Dal 1724 sino al 1780, anno in cui comparve il Giornate di Torino e provincia, per un periodo cioè di oltre un secolo, continuarono a Torino a pubblicarsi giornali di cui il Jovane ha riscontrato l'esistenza sino ad ora negata, ma sui quali non c'intratte­niamo, perchè di ciascuno fu assai effimera la vita.
Il Giornale di Torino* pubblicato contemporaneamente e con l'istesso testo in ita­liano e in francese, si occupò di argomenti vari, ma non sorse con alcuna finalità poli­tica, molto meno di propaganda di un qualunque ideale sociale: mutò anche spesso di nome senza mutare le intime caratteristiche; nel 1787 assunse un carattere ufficiale, perchè iniziò, anche con supplementi, la pubblicazione di editti, di manifesti camerali, di promozioni in ogni amministrazione, del movimento delle guarnigioni e dello stato delle truppe, di atti ufficiali in genere.

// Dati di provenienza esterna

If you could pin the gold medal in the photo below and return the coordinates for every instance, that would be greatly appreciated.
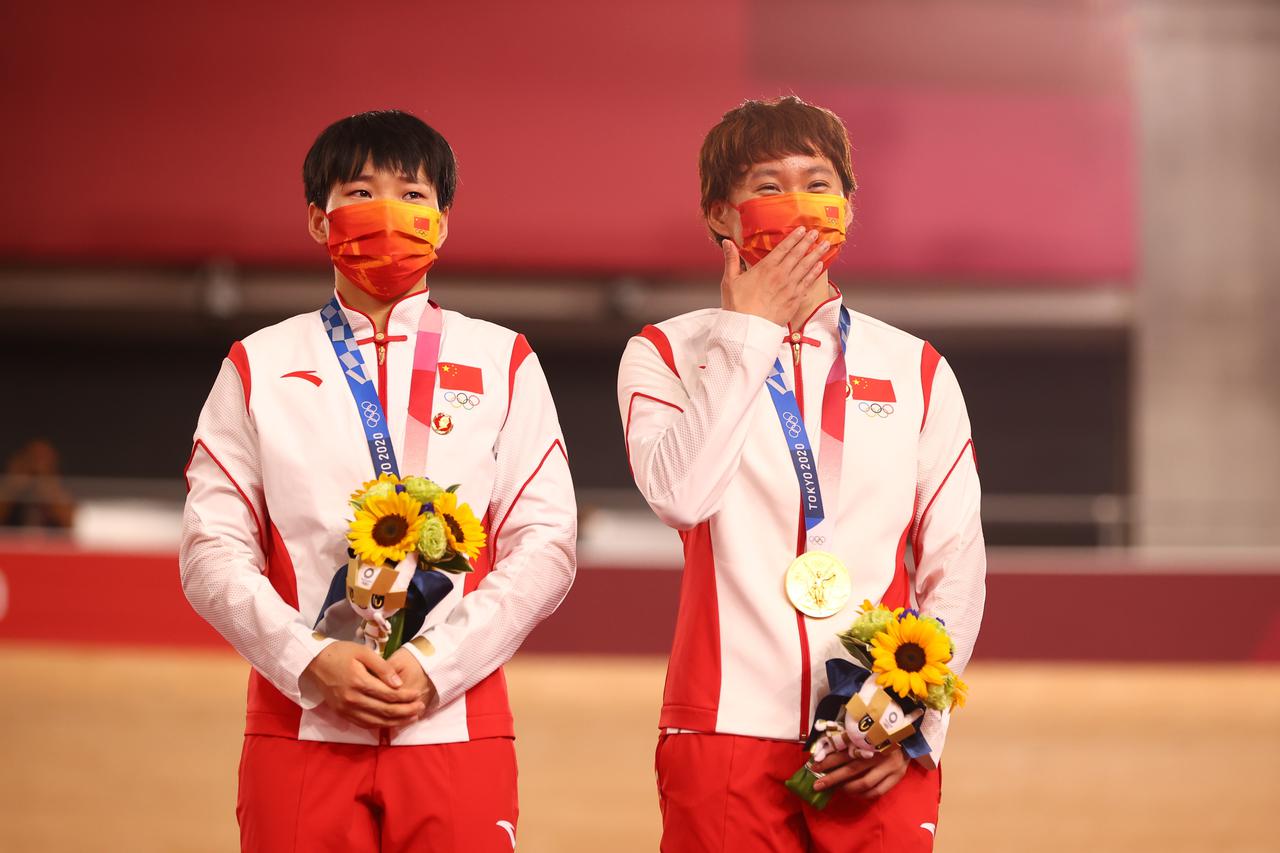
(818, 584)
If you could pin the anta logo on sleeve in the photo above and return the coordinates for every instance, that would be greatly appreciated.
(310, 375)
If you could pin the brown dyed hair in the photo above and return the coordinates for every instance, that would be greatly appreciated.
(769, 129)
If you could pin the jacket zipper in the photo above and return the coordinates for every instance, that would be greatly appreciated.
(380, 342)
(801, 626)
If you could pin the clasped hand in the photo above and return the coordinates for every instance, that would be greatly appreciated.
(369, 690)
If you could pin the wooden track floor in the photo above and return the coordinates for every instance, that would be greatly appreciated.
(136, 751)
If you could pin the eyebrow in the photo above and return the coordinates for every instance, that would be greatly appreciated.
(757, 174)
(368, 177)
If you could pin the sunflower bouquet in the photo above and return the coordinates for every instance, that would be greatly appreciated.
(407, 536)
(877, 699)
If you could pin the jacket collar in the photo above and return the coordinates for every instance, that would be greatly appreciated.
(822, 325)
(403, 318)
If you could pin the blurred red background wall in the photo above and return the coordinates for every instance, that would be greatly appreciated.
(993, 142)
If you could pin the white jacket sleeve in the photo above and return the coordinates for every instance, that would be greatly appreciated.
(222, 559)
(533, 536)
(685, 436)
(951, 569)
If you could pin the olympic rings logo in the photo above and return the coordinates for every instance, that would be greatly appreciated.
(461, 400)
(876, 410)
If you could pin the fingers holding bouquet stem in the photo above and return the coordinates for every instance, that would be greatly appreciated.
(865, 778)
(364, 688)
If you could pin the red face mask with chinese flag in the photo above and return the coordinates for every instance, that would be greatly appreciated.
(768, 219)
(384, 246)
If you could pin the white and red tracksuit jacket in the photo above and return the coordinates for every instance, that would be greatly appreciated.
(709, 457)
(278, 452)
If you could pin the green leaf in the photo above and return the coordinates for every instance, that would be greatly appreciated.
(801, 785)
(397, 634)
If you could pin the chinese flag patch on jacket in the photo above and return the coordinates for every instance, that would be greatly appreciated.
(871, 389)
(460, 377)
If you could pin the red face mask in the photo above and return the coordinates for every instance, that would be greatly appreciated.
(383, 247)
(768, 219)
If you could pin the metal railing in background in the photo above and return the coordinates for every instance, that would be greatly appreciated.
(147, 511)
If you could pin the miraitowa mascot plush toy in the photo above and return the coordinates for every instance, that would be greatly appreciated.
(406, 539)
(876, 701)
(859, 717)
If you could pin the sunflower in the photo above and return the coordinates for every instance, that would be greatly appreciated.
(909, 656)
(462, 528)
(385, 528)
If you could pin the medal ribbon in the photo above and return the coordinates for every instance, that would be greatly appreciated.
(826, 470)
(369, 407)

Col gennaio del 1793 prende il nome di Giornale di Torino e notizie particolari: esso diventa il giornale perfettamente politico a otto pagine, cosa rarissima in quei tempi. La disponibilità del formato è talmente ampia da consentire lunghissimi reso­conti esteri e da raggiungere ima perfezione di pubblicità che fa onore allo Stato cui appartenne.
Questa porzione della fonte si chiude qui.